Citizen recognizes the new role we now play, as no longer victims of an external force, but as human beings with certain responsibilities.
The burden of responsibility is simply not only to our fellow citizens, with whom we must co-habit a shared space, equally. It is truly an eternal weight of responsibility, which the names of Nelson Mandela and Chris Hani impinge on us to follow through, as well as the names of those who are yet-to-be-born, who must follow.
James Baldwin, expressed it well when he wrote: “Generations do not cease to be born, and we are responsible to them because we are the only witnesses they have.”
We must anticipate the questions our children’s children will ask, and be able to provide answers to them. How will we answer, when they ask, “You said there was corruption, but what did you do about?”; “We understand that democracy was new, and constitutions were yet known, but how did you uphold the integrity thereof?”

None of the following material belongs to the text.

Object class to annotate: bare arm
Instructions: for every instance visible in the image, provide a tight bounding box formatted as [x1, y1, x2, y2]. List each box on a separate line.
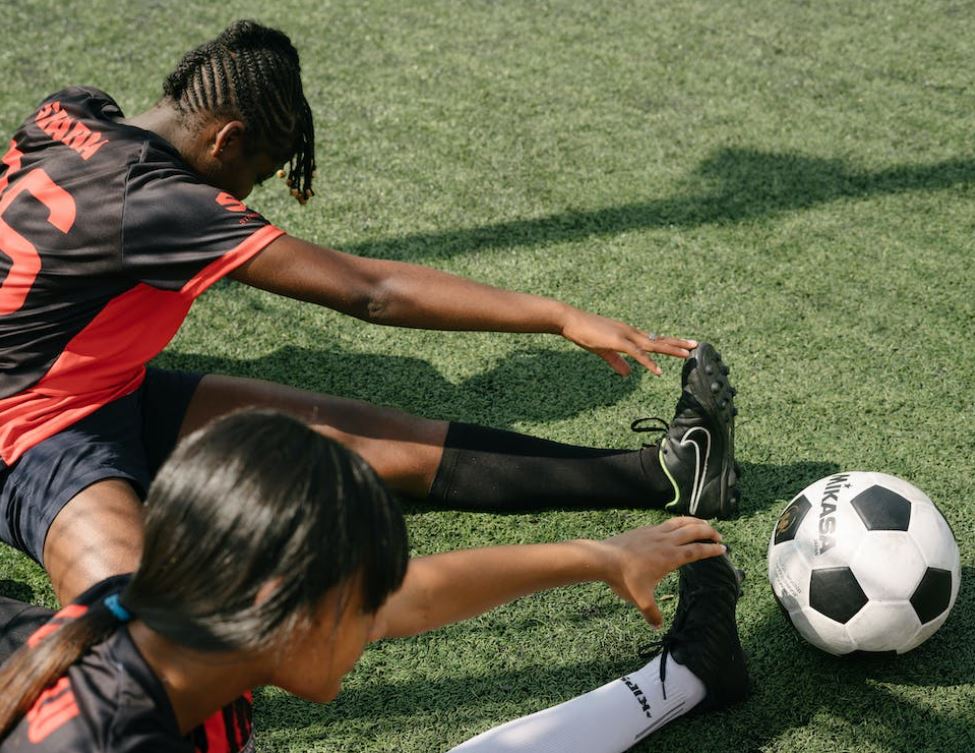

If we are find ourselves unable to respond adequately to these questions in our lifetime then we can conclude that we have reached a state of paralysis.
Perhaps the double-barrel of Citizen-Comrade, is an admission of this paralysis and a pursuit of a way out, by defining our a state as in-transition.
An ancient proverb says that, “He who finds a friend finds a good thing, but a brother is born for adversity.” It means that hardship and struggle may reveal the best of us, traits that seem to disappear in times of prosperity. So the struggle against oppression may have revealed the best of us, we could be brothers, but such brotherhood seems fickle in our times of prosperity, where personal motives supersede collective efforts.